Wentworth-Coolidge Mansion

The mansion in 2013
Nearest city Portsmouth, New Hampshire
Coordinates 43°3′42″N 70°44′20″W / 43.06167°N 70.73889°W / 43.06167; -70.73889Coordinates: 43°3′42″N 70°44′20″W / 43.06167°N 70.73889°W / 43.06167; -70.73889
Built 1750
Architect unknown
Architectural style Colonial
NRHP Reference # 68000011
Significant dates
Added to NRHP November 24, 1968[1]
Designated NHL November 24, 1968[2]

Wentworth–Coolidge Mansion is a 40-room clapboard house which was built as the home, offices and working farm of colonial Governor Benning Wentworth of New Hampshire. It is located on the water at 375 Little Harbor Road, about two miles southeast of the center of Portsmouth. It is one of the few royal governors' residences to survive almost unchanged. The site is a New Hampshire state park, declared a National Historic Landmark in 1968.[2][3] Today, the New Hampshire Bureau of Historic Sites manages the site with the assistance of the Wentworth-Coolidge Commission, a group of volunteer civic and business leaders appointed by the Governor.[4]

History of the house

In 1741, the governorship of the province of New Hampshire was separated from that of the Province of Massachusetts Bay, and Benning Wentworth, son of former Lieutenant-governor John Wentworth, was appointed its royal governor. He requested that the General Court erect a capitol in Portsmouth, but was refused. In 1750, Wentworth built his estate to include both a 100-acre (40 ha) working farm and council chamber.[5] The structure was made from existing buildings moved to the site and cobbled together with new sections, giving the house its eclectic appearance. From here Wentworth signed charters creating new towns across New Hampshire and Vermont.[6] The Cushing family acquired the property in 1816, and by the 1840s began showing the old mansion, one of America's first historic houses open to the public. Purchased with about 15 acres (6.1 ha) in 1886, John Templeman Coolidge III and his wife restored the mansion with the assistance of Sumner Appleton, founder of the Society for the Preservation of New England Antiquities. Coolidge was a Boston Brahmin, artist and antiquarian who used the property as a summer home. His guests included such luminaries as John Singer Sargent, Edmund C. Tarbell and Isabella Stewart Gardner.[7] Coolidge's widow, Mary Abigail Parsons Coolidge, donated the Wentworth–Coolidge Mansion to the state in 1954.[8]
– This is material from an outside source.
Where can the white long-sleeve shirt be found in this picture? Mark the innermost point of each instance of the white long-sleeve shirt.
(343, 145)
An Edwardian era barn on the historic site property was adapted in the late 1990s by the state as a suite for a visitor center, function rooms and offices. Starting around 2000, it was used in summer as a gallery of contemporary local art and in winter as an art school into the early 2000s. After the gallery manager retired and subsequently died, it sat idle until 2013, when the Drift Gallery moved from Kittery, Maine, to the space. It runs the gallery as a private entity in partnership with the mansion. The gallery has featured the works of many contemporary artists including Robert Wilson and Ryan Jude Novelline.[9] The gallery has also formed an educational component and is working on a weeklong, day residency as an homage to the late 19th-century artist colony established by John Templeton Coolidge.[10]